Binding Error Running NAMD on CUDA Computer

Good morning, I have what might be an asinine question - I am trying to run the molecular dynamics suite NAMD with CUDA enabled, the stock prebuilt version off their server, and am presumably getting errors with multiple threads trying to share each CUDA device. I’ve spent a few weeks trying to figure this out, read the manual etc. with no luck, but have a simulation I’d really like to get started soon, and it seems like a simple error probably due to some configuration setting. It’s a six week simulation that could be cut down to two, so pardon my anxiousness to get it started :)

It works fine on an 8 processor non CUDA setup.

Computer I am trying to use has 20 processors and 2 CUDA per node, are there any obvious mistakes below?

My run script is :

#PBS -l walltime=01:00:00
#PBS -l nodes=1:ppn=20:gpus=2
#PBS -l feature=‘gpgpu:intel14’
#PBS -l mem=3gb

module swap GNU Intel #school’s tech support told me to add this.

nvidia-smi -c 0 #so that each device isn’t exclusive.

cd ~/Model
~/NAMDCUDA/namd2 +idlepoll +p20 config.in>test.log

The error:

------------- Processor 7 Exiting: Called CmiAbort ------------
Reason: FATAL ERROR: CUDA error binding to device 0 on pe 7: exclusive-thread device already in use by a different thread

*** glibc detected *** /Model/namd2: double free or corruption (fasttop): 0x00000000022ed3d0 ***
/var/spool/torque/mom_priv/jobs/24520386.mgr-04.i.SC: line 16: 95847 Segmentation fault (core dumped)

NAMD Logfile:

Charm++: standalone mode (not using charmrun)
CharmLB> Load balancer assumes all CPUs are same.
Charm++> Running on 1 unique compute nodes (20-way SMP).
Charm++> cpu topology info is gathered in 0.001 seconds.
Info: Built with CUDA version 6000
Did not find +devices i,j,k,… argument, using all
Pe 0 physical rank 0 will use CUDA device of pe 8
Pe 7 physical rank 7 will use CUDA device of pe 8
FATAL ERROR: CUDA error binding to device 0 on pe 7: exclusive-thread device already in use by a different thread
Pe 4 physical rank 4 will use CUDA device of pe 8
FATAL ERROR: CUDA error binding to device 0 on pe 4: exclusive-thread device already in use by a different thread
Program finished after 0.153611 seconds.
FATAL ERROR: CUDA error in cudaGetDeviceProperties on Pe 6 (csn-001 device 0): driver shutting down
FATAL ERROR: CUDA error in cudaGetDeviceProperties on Pe 1 (csn-001 device 0): driver shutting down
FATAL ERROR: CUDA error in cudaGetDeviceProperties on Pe 16 (csn-001 device 0): driver shutting down
FATAL ERROR: CUDA error in cudaGetDeviceProperties on Pe 5 (csn-001 device 0): driver shutting down

Thank you very much for your time in advance.

I believe the essential elements are here:

The command:

nvidia-smi -c 0

is intended to set a GPU to compute mode of default (refer to the man page for nvidia-smi, or nvidia-smi --help), which will allow multiple processes (e.g. multiple MPI or CHARMM ranks) to use a single GPU. However there are at least 2 issues with this:

  1. this command, in all recent versions of CUDA, requires root privilege
  2. multiple ranks sharing a single GPU is really not optimal.
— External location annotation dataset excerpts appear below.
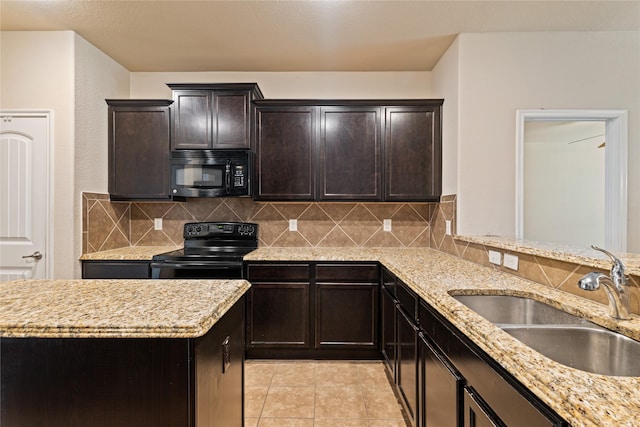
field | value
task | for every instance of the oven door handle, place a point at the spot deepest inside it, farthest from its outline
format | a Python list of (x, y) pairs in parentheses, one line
[(193, 265)]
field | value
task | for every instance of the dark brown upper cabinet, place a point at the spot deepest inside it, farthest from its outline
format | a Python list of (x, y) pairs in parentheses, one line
[(350, 153), (413, 153), (139, 144), (376, 150), (213, 116), (285, 144)]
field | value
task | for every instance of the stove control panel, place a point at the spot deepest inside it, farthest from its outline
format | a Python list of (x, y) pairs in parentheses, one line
[(195, 230)]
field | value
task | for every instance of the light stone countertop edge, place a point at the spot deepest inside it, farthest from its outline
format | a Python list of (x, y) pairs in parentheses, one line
[(115, 308)]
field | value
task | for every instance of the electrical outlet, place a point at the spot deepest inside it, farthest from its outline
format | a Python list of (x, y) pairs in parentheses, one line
[(495, 257), (511, 261)]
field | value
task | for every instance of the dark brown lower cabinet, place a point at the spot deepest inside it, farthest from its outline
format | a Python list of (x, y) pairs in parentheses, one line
[(313, 310), (278, 316), (441, 377), (492, 396), (407, 365), (333, 301), (126, 382), (440, 388), (476, 414), (388, 330)]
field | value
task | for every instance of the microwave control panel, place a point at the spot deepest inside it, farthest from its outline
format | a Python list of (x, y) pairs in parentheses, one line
[(239, 176)]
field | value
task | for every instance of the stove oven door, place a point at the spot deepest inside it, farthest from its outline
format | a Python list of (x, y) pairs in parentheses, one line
[(195, 270)]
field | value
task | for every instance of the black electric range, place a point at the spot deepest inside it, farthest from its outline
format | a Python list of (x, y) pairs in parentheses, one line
[(212, 250)]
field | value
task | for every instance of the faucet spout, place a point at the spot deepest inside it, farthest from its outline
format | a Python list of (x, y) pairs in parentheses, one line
[(616, 286), (593, 281)]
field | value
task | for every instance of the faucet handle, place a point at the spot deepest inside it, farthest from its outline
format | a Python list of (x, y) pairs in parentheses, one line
[(618, 268)]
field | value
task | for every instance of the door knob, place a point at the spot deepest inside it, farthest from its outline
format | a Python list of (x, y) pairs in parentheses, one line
[(36, 255)]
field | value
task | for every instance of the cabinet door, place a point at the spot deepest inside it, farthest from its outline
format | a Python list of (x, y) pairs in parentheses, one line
[(388, 333), (192, 119), (278, 315), (139, 139), (231, 119), (475, 413), (412, 154), (407, 365), (219, 366), (285, 141), (440, 388), (350, 158), (346, 315)]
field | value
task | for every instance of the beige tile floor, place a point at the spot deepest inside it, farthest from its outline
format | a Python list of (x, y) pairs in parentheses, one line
[(319, 394)]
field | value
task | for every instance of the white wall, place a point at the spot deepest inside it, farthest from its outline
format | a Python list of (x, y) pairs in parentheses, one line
[(445, 80), (502, 72), (321, 85), (61, 72), (564, 174), (97, 77)]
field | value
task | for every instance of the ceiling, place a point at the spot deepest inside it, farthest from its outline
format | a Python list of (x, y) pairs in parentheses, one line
[(300, 35)]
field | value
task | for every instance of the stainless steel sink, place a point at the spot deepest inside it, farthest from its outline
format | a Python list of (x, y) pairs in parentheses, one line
[(507, 309), (560, 336), (588, 348)]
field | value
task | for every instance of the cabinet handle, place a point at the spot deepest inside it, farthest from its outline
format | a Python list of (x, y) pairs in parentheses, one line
[(36, 255), (226, 354)]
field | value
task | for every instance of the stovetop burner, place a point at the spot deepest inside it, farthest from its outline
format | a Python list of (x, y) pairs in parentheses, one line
[(211, 250)]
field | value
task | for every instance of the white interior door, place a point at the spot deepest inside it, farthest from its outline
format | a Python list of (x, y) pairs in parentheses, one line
[(24, 188)]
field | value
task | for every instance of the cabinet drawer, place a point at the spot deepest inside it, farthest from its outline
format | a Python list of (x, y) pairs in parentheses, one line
[(347, 273), (278, 272), (389, 282)]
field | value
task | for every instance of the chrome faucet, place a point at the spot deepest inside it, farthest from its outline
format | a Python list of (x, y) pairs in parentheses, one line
[(616, 286)]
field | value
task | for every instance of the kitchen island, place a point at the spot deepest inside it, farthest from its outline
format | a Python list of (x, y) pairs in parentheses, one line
[(122, 352)]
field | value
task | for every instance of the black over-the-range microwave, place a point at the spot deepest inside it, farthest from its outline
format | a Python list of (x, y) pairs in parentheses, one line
[(211, 173)]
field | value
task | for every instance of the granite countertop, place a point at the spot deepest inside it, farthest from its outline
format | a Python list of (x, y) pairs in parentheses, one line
[(581, 398), (576, 254), (115, 308)]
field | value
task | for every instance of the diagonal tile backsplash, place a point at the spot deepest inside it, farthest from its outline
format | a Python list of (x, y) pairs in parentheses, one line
[(109, 225)]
If you want to do it, the best approach is to use CUDA MPS, which is has a somewhat involved setup.

Anyway, the current issue is that your GPU(s) are not in “Default” compute mode, they appear to be in “Exclusive Thread” mode, and your attempt to modify this with nvidia-smi -c 0 doesn’t seem to be working (probably because it requires root, there should be a messsage to this effect somewhere in your job output).

If you’re in a cluster, and have access to more than one node, then the right solution is to use multiple nodes, and select two processes per node, and 2 GPUs per node, something like this:

#PBS -l nodes=16:ppn=2:gpus=2

However I’m not sure if that should be gpus=2 or gpus=1, your IT group can probably help, or you can figure it out with trial and error.

If you decide to try this with 20 processes on a single node, but only 2 GPUs, then you will need to get the compute mode thing modified, and even then I would not expect optimal performance.

Thank you VERY much for your time, I was suspecting that the command was not working as that is what the existing conversations online suggested, and can probably have a more concrete conversation with our cluster IT people.

I just wanted to ensure that I didn’t have a misplaced comment or command line option. Your 2 CPU + 2 GPU suggestion is in hindsight likely the best approach as well.